True anti-poverty policies require compassion and fairness for all Americans. Democrats have a real agenda to fight poverty, providing opportunities in affordable housing, access to high-quality health care, funding for nutrition programs, and an investment in good jobs through education and job training. In addition, the federal government must invest in the country's future by fully funding No Child Left Behind and making an honest commitment to Head Start and child care. Finally, raising the minimum wage is one of the most effective mechanisms for lifting people out of poverty. Minimum wage earners have not received a raise in eight years. During this same period of time, Congress voted themselves eight pay increases.
Real policies are needed to eliminate poverty in this country and ensure that men and women who work hard and play by the rules have the capacity to achieve the American dream.
* Nearly 37 million men, women, and children in the United States now live below the poverty line - an increase of over 5.4 million since President Bush was first elected.
* Nearly 570,000 people in Massachusetts currently live below the poverty line.
* In the 1950s and 60s, the minimum wage averaged 50% of average hourly earnings. Today that has dropped to 33%. This translates into barely more than $10,000 a year for full-time workers, almost half of the official poverty level of $19,350 and two-thirds below what experts believe it takes a family to provide for their basic needs.
* Poverty among the elderly has decreased dramatically over the past four decades. In 1959 the poverty rate of those age 65 and older was 35%. Largely due to increases in Social Security benefits, the elderly poverty rate fell dramatically between the mid-1960s and mid-1970s, declining to about 15% by 1975. The percentage of older Americans in poverty has stayed steady at roughly 10% since the mid 1990s.
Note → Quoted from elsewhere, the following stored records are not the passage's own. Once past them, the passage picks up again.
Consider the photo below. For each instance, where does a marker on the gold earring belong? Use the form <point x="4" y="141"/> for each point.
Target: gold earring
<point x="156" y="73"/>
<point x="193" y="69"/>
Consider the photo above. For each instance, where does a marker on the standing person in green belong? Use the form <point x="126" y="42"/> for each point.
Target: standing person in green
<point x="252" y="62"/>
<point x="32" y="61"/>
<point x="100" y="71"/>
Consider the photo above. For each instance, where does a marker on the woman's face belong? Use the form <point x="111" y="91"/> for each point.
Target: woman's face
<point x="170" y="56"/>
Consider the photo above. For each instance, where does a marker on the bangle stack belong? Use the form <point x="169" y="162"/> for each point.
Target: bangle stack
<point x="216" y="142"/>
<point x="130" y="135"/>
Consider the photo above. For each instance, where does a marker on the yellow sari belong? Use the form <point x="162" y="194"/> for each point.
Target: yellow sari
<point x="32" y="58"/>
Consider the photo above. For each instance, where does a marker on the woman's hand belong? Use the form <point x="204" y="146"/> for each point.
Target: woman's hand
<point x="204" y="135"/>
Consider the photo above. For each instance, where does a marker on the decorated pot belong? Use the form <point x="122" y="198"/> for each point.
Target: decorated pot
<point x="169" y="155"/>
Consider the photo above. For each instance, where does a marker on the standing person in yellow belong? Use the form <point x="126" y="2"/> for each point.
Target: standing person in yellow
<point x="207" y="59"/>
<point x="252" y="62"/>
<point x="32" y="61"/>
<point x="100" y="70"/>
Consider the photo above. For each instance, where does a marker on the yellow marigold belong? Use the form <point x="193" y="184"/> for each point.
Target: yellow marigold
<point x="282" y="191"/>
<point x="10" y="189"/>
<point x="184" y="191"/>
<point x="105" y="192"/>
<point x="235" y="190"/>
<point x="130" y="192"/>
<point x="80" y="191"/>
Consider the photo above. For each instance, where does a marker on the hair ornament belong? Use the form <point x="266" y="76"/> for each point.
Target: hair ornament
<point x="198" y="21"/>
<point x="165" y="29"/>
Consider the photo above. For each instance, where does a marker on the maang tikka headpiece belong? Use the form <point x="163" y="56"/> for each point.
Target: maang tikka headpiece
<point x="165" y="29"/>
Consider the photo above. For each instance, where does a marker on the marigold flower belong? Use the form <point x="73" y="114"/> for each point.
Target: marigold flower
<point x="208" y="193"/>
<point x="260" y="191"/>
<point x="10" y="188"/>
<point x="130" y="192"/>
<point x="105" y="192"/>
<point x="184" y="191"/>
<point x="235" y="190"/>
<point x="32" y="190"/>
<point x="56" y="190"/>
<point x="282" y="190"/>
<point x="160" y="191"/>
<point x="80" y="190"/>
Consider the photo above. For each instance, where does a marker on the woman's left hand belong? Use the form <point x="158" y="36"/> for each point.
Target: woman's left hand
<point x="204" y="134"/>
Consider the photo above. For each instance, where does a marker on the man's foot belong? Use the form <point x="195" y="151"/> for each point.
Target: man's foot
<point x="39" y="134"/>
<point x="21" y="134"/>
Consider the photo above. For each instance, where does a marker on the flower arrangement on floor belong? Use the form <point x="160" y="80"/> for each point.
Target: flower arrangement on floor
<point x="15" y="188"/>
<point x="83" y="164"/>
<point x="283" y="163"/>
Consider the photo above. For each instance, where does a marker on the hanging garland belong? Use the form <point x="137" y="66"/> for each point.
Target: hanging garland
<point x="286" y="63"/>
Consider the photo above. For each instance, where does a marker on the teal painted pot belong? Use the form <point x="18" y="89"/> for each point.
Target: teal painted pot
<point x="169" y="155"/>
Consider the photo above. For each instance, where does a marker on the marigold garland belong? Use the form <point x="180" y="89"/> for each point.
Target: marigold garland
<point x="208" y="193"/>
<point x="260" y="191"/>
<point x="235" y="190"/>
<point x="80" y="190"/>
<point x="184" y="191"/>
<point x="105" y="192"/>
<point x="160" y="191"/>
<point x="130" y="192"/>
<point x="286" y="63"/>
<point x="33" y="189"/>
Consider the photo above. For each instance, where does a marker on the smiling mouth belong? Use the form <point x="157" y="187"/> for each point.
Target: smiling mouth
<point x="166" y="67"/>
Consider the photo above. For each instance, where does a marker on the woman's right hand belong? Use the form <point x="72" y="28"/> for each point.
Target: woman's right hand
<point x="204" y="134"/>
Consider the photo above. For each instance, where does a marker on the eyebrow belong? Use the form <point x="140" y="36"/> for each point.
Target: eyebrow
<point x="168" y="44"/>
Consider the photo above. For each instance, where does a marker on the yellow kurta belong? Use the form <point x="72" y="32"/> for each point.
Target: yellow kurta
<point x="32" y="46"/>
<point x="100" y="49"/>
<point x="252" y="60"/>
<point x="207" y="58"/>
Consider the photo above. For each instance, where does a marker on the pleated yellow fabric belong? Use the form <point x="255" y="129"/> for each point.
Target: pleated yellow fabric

Although a smaller percentage of the elderly are in poverty than are people under 65, in 2004 nearly 3.5 million older Americans had family incomes below the federal poverty threshold.
* The number of Americans living in poverty has increased every year since President Bush took office. [U.S. Census Bureau]
* Approximately 45.8 million Americans lack basic health insurance coverage.
* In 2004, median income failed to increase for the fifth straight year, the first times that's happened since the government began collecting statistics in 1967.
* Over the past eight years, the purchasing power of the minimum wage has deteriorated by 17 percent. After adjusting for inflation, the value of the minimum wage is at its lowest level since 1955.